To improve the performance of CO2 tests, “we implemented something called dropper tips on our QC bottles,” he continues. “This reduced ambient air exposure to our QC material, helped us be precise with our aliquoting volumes, and also prevented contamination from excessive pipettes going in and out of the QC bottles.”
The result? Saint Peter’s rose from a Two Sigma to a Four Sigma for its CO2 tests, which Attipoe characterizes as great progress.
Iron tests
An investigation into calibration timelines showed an interesting gap for iron test metrics.
“The manufacturer said to calibrate every six months, but when we looked at the data provided by QuidelOrtho, we noticed that at around the five-month mark, we started to see a little bit of a shift in our QC data,” Attipoe recalls.
Based on this revelation, Saint Peter’s decided to go beyond manufacturer recommendations and instead calibrate iron tests every five months, all to avoid QC complications.
After making adjustments for AST, CO2, and iron tests, Saint Peter’s received an updated Six Sigma data report from QuidelOrtho in June. “We went from 58 percent of assays being Six Sigma to 65 percent,” Attipoe reports—a significant improvement.
As evidenced by QuidelOrtho’s pilot data report to Saint Peter’s, Six Sigma in clinical labs can be a useful benefit in a variety of ways.

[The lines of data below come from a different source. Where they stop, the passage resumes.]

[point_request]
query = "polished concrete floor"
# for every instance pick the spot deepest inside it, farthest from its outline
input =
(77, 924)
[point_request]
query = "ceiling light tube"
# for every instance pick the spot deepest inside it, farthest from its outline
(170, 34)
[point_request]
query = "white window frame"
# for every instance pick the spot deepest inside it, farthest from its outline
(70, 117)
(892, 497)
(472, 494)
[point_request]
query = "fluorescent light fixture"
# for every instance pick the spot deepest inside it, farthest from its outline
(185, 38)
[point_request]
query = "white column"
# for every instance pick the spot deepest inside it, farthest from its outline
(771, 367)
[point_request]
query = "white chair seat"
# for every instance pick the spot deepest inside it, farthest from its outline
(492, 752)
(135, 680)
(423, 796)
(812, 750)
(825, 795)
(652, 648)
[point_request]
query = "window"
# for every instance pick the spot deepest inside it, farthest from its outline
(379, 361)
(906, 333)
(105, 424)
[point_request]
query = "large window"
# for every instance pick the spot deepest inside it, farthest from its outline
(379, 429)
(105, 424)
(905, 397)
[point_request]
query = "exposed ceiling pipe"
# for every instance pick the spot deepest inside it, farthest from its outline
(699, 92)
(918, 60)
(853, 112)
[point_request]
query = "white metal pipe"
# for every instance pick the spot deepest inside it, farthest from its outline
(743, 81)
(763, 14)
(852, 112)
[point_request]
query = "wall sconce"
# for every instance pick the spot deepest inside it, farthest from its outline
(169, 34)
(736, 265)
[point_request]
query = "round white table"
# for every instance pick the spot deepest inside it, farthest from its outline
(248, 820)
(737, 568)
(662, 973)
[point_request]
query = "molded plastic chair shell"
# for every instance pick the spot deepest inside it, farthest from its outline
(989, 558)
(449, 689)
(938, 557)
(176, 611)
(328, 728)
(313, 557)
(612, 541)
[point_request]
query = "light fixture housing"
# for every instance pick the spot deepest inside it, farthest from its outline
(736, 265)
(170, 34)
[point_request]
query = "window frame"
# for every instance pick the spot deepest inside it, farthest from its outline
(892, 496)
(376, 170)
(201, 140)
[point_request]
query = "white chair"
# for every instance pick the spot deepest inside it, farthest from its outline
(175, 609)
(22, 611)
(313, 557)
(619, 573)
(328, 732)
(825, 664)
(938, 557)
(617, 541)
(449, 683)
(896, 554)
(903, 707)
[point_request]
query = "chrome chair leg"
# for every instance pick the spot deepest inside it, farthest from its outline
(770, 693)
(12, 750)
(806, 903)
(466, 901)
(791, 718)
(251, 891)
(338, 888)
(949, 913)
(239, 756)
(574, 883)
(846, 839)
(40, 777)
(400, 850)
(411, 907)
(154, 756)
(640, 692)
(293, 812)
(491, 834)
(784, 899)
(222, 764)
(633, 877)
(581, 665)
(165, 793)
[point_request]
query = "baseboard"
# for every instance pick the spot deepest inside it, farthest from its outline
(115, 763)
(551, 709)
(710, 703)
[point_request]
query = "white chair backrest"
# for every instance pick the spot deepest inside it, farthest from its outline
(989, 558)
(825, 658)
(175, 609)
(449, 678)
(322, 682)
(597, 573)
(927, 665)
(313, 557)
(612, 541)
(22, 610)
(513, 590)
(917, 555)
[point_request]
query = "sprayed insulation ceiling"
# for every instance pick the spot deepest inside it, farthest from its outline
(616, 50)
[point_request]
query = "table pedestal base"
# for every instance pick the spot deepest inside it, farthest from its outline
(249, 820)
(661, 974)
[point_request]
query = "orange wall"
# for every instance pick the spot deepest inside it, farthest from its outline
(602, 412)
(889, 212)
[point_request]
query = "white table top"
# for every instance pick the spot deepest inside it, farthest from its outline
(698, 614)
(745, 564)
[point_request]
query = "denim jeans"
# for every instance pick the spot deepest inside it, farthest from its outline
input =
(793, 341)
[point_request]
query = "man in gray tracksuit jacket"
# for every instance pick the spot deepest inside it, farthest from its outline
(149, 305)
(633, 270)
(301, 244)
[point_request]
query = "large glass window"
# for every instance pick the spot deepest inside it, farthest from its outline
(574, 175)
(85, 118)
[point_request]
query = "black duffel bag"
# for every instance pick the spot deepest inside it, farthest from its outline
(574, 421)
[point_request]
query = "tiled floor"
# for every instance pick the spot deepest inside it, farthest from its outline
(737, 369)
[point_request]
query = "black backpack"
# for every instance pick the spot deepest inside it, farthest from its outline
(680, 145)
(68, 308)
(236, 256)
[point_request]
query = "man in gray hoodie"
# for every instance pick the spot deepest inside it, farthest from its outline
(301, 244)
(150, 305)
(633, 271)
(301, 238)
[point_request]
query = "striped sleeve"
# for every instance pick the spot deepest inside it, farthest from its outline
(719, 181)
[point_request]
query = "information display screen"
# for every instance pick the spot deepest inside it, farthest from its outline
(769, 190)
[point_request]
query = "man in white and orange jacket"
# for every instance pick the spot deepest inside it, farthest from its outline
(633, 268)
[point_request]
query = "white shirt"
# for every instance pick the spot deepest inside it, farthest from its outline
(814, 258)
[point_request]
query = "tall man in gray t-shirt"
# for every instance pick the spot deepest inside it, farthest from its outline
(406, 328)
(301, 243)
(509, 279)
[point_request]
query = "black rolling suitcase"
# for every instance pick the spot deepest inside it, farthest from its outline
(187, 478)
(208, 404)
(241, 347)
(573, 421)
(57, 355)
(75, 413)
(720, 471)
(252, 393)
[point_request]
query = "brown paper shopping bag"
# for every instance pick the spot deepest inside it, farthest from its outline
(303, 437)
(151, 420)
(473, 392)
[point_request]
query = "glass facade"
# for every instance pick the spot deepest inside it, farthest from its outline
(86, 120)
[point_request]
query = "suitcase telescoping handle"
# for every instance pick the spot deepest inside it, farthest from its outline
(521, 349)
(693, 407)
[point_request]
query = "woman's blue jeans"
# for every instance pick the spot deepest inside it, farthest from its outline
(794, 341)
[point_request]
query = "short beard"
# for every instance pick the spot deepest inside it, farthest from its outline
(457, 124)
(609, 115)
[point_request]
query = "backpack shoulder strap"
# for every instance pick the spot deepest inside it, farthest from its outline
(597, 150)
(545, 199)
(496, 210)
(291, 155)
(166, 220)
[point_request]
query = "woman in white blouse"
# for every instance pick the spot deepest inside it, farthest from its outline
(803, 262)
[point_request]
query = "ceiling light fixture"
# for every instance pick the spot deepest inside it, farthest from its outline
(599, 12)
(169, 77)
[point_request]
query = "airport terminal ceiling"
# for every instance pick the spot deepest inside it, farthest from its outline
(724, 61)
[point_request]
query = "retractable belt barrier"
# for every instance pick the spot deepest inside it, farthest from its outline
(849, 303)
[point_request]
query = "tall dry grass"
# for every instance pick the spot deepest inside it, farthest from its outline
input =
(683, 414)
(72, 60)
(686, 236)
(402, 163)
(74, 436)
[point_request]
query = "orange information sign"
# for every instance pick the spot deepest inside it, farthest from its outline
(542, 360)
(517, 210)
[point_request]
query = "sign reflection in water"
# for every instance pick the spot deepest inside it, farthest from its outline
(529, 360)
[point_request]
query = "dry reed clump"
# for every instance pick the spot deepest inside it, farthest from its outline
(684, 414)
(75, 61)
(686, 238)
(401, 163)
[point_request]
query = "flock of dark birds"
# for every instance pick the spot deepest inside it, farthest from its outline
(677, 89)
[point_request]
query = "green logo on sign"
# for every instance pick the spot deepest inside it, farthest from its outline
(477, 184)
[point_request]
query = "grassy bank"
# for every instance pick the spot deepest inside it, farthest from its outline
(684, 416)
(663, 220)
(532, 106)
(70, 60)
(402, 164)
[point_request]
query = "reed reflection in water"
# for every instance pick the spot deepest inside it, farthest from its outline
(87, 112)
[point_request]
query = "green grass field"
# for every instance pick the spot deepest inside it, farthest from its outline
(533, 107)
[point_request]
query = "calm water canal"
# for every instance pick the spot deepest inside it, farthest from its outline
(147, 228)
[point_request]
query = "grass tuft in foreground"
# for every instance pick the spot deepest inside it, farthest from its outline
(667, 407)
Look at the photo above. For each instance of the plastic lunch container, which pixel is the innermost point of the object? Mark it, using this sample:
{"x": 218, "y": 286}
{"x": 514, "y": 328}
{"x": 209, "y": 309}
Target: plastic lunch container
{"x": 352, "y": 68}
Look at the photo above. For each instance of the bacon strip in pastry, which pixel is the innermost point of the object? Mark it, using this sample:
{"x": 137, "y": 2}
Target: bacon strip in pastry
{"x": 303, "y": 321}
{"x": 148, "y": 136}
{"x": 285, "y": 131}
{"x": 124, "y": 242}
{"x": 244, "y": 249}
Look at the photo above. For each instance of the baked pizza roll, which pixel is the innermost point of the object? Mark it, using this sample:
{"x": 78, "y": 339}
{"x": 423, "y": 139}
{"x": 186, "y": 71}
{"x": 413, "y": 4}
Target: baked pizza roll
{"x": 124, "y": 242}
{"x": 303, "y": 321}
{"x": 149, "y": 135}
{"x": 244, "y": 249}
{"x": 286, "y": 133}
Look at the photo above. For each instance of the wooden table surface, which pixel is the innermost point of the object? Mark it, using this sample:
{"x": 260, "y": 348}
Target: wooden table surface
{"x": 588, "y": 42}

Medical laboratory leaders may want to ask their own IVD partners if they can produce Six Sigma metrics as a way to pursue quality improvement. This may be information that is easily available to the lab from a vendor and thus save the laboratory the effort of compiling the data on its own.
“If your processes execute thousands of times, you need that consistency, and you need a way to monitor it,” Miller concludes.